GpMonitor in Poller does not change timeout to seconds from ms

Description

In capsd-configuration.xml, I have the following:

<protocol-plugin protocol="NFS" class-name="org.opennms.netmgt.capsd.plugins.GpPlugin" scan="on" user-defined="true">
<property key="script" value="/opt/opennms/bin/gp-chknfs.pl"/>
<property key="banner" value="SUCCESS" />
<property key="timeout" value="10000" />
<property key="retry" value="1" />
<protocol-configuration scan="on" user-defined="true">
</protocol-plugin>

In poller-configuration.xml, I have the following:

<service name="NFS" interval="270000" user-defined="false" status="on">
<parameter key="script" value="/opt/opennms/bin/gp-chknfs.pl"/>
<parameter key="banner" value="SUCCESS" />
<parameter key="timeout" value="3000" />
<parameter key="retry" value="1" />
<parameter key="rrd-repository" value="/opt/opennms/share/rrd/response"/>
<parameter key="rrd-base-name" value="nfs"/>
<parameter key="ds-name" value="nfs"/>
</service>

<monitor service="NFS" class-name="org.opennms.netmgt.poller.monitors.GpMonitor"/>

As described in http://www.opennms.org/wiki/GeneralPurposePoller, the timeout should be changed from milli-seconds to seconds when passed to the script.

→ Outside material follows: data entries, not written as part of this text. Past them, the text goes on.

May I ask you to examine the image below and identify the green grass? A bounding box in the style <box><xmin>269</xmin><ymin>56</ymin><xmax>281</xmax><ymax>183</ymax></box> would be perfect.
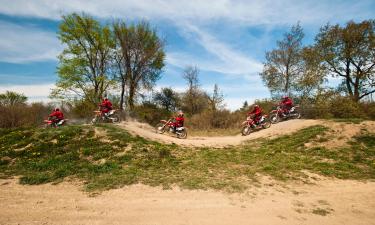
<box><xmin>0</xmin><ymin>125</ymin><xmax>375</xmax><ymax>192</ymax></box>
<box><xmin>331</xmin><ymin>118</ymin><xmax>365</xmax><ymax>124</ymax></box>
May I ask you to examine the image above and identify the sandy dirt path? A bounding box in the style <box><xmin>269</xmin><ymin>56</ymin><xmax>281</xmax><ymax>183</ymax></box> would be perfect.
<box><xmin>0</xmin><ymin>179</ymin><xmax>375</xmax><ymax>225</ymax></box>
<box><xmin>118</xmin><ymin>119</ymin><xmax>323</xmax><ymax>147</ymax></box>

When run by capsd, the timeout (as logged to syslog) is correctly converted from 10000ms to 10s:

Oct 21 21:47:22 brie gp-chknfs[25022]: gp-chknfs timeout set to '10'.

When run by poller, the timeout is not converted from 3000ms to 3s:

Oct 21 22:02:40 brie gp-chknfs[27337]: gp-chknfs timeout set to '3000'.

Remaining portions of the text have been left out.